The modern futures market is a dynamic environment, which is characterized by significant and fast fluctuations of futures contract prices. Being under conditions of an unstable market situation, traders often have to make decisions about closing profitable trades very fast. Ability to systematically make immediate trading decisions makes a difference between successful traders and the rest.
Despite the fact that traders use a wide spectrum of approaches to closing profitable trades, there are only two reasons why they do it:
- achievement of the trade’s goal at which the profit is registered;
- confirmation of the fact of changing market conditions.
In this article we will tell you about a number of factors which traders take into account in their trading for identifying goals at which they register profit in the earlier opened trades.
In this article:
- Goals of profit registration.
- Changing market conditions.
- Decision to close a trade.
Goals of profit registration
The goal of the profit registration is the earlier set price level, at which the potential size of the profit justifies the size of the acceptable risk, which the trader undertakes when executing a trade. The goal, achieving which the profit is registered, is a popular method of closing a trade with profit.
o accomplish it, traders use a take-profit order, which is set beforehand at a certain price level, achieving which the trade is automatically closed. Identification of optimum goals for making profit in each opened trade is a serious task and a trader needs to take into account a number of factors to do that:
- Risk-reward ratio: finding an acceptable risk-reward ratio is an integral part of identification of goals for profit registration. The size of an acceptable risk in the futures market depends on the futures contract specification and degree of the market volatility. Traders use the risk-reward ratio for identification of the size of the capital allocated for each trade. To do it, they often apply the risk-reward ratio higher than 1:1. Although application of the risk-reward ratio in trading is often the subject of heated discussions among traders, it is still a popular method of identification of goals, achieving which a profitable trade is closed.

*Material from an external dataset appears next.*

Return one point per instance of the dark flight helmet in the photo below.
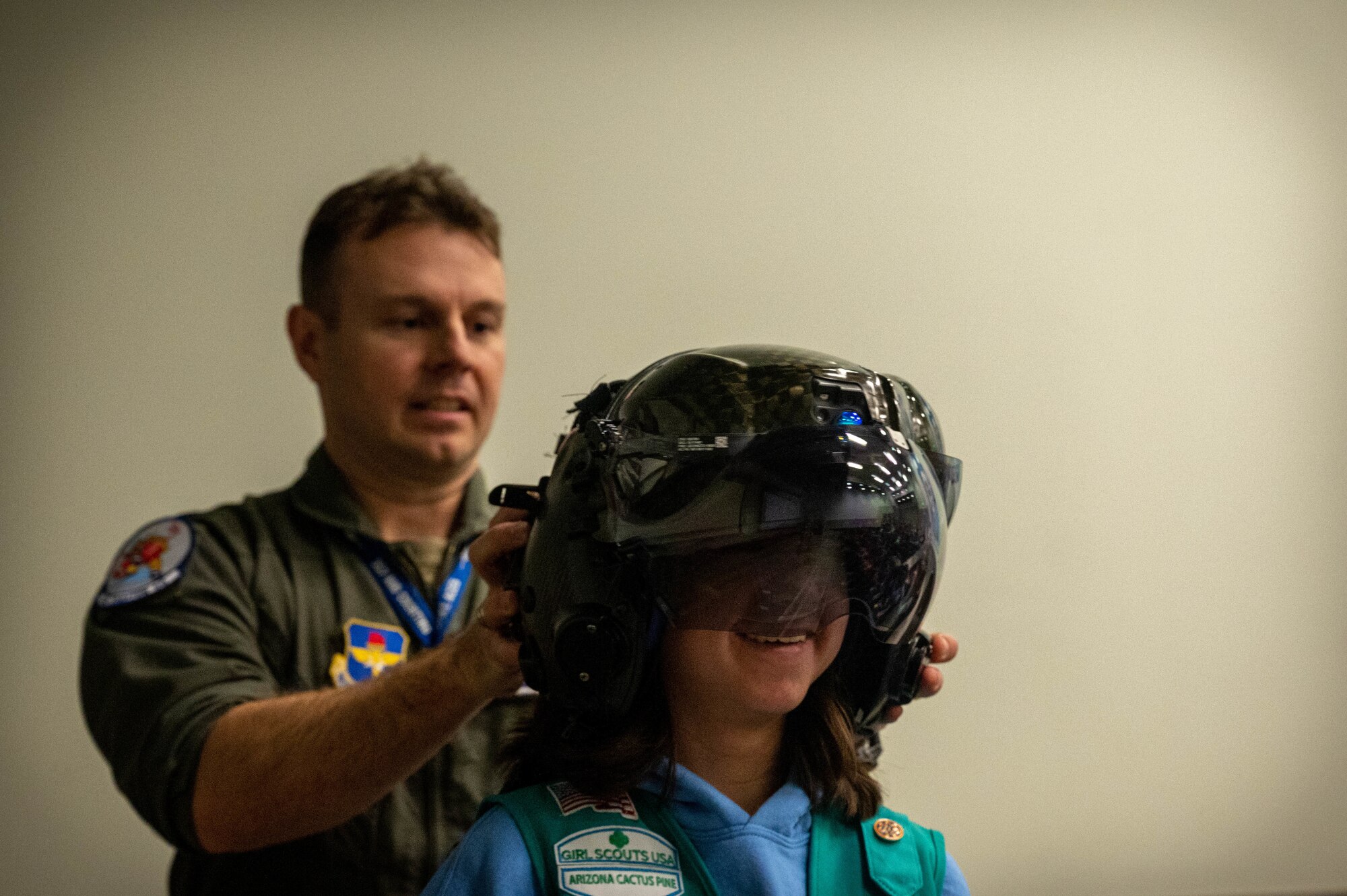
(728, 450)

- Trading methods: the trading style is an important part of identification of goals for making profit. If a trader scalps liquid futures contracts, opening trades within the boundaries of a short time horizon, the goals he uses for profit registration will be less profitable compared to those used by long-term or positional traders. Finally, a decision about closing a trade depends on the trading style and trading methods used by a trader.
- Support and resistance levels: traders could use volume, technical or fundamental market analysis and also combine these types of analysis for identifying goals to make a profit. Traders that apply technical and volume analysis in trading could use the Fibonacci Retracement Levels, Bollinger Bands indicator, Moving Averages and also Maximum Levels, which reflects levels with maximum volume, and Market Profiles Indicator for finding support and resistance areas. These and many other indicators are accessible to traders in the advanced trading and analytical ATAS platform.

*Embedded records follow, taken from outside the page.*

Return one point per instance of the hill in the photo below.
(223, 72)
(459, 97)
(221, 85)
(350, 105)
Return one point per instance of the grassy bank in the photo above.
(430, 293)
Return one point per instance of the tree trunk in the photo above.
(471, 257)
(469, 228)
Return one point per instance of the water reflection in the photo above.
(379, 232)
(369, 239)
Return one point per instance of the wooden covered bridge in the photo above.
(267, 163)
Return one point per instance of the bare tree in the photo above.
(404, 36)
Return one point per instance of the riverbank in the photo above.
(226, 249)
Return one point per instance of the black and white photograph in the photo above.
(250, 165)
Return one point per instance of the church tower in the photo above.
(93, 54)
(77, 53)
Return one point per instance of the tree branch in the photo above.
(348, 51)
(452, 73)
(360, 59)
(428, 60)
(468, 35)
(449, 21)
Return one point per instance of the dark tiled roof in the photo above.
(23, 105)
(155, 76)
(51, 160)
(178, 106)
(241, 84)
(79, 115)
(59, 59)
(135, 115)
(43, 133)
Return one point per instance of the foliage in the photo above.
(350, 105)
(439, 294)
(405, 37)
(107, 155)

Changing market conditions
Unlike setting specific goals of profit registration, a fast assessment of the market behaviour is a more subjective process. A multitude of factors make their contribution into a possibility of shortening and prolongation of one or another price movement and, consequently, influence the resulting profitability of each trade:
- Momentum: traders use technical indicators and volume market analysis indicators that measure strength and sustainability of price moves. Some of the most popular technical indicators are RSI (Relative Strength Index), Stochastics, MACD (Moving Average Convergence/Divergence) and CCI (Commodity Channel Index). Some of the most popular market volume analysis indicators are Market Profiles and Volume. Methods of application of different indicators in trading are different, however, the main goal of their use is identification of the overbought or oversold state of the market.
- Market state: the character of the price behaviour in the futures market will help to understand when it makes sense to close a profitable trade. For example, if the market is in focused movement in profitable direction, the decision about refusal from the earlier set goal of the profit registration could be justified. However, if the price behaviour character tells us about the market transition to the stage of compression or consolidation, an immediate profit registration would probably be the best decision.

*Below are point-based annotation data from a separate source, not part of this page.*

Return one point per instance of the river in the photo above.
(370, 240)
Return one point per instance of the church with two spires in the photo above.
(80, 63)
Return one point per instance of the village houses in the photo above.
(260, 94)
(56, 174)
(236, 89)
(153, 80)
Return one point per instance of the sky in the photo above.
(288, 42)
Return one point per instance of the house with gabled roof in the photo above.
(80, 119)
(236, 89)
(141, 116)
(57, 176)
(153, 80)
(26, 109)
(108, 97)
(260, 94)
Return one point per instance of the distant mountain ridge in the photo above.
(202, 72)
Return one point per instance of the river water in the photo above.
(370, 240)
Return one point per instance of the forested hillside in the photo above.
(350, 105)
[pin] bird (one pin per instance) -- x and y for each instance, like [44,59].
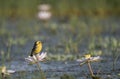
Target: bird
[37,48]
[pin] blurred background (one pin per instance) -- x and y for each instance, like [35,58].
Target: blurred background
[67,27]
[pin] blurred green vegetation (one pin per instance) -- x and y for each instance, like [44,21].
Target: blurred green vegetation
[67,8]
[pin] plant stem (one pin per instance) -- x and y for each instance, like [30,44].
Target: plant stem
[41,72]
[90,68]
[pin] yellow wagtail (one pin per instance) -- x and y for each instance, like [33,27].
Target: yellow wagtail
[36,48]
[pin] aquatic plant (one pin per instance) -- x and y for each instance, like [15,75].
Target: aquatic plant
[35,59]
[87,60]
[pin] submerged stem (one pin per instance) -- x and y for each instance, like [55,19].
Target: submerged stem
[90,68]
[39,68]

- Time of day: depending on your traded market and trading style, time of day could be an important factor which influences a decision to close a trade. Volatility of many futures markets and contract types is usually increased at certain periods of the trading session. For example, WTI (West Texas Intermediate) oil futures contracts (ticker: CL) are actively traded from 9:00 until 14:30 EST (Eastern Standard Time). If your trade is on the positive side it makes sense to close it before the trading activity starts to go down.
Decision to close a trade
Perhaps, the most difficult aspect of futures trading is closing a profitable trade. Every trader, from time to time, makes a decision not to register the accumulated profit but instead allows a profitable trade to continue ‘working’ further. Independent of whether a trader sets specific goals for profit registration or analyzes signals of the volume or technical analysis of the market when closing trades, stability of his income is of crucial significance. Achievement of a long-term success in the futures market requires a trader to make well-considered decisions and also avoid making the same mistakes.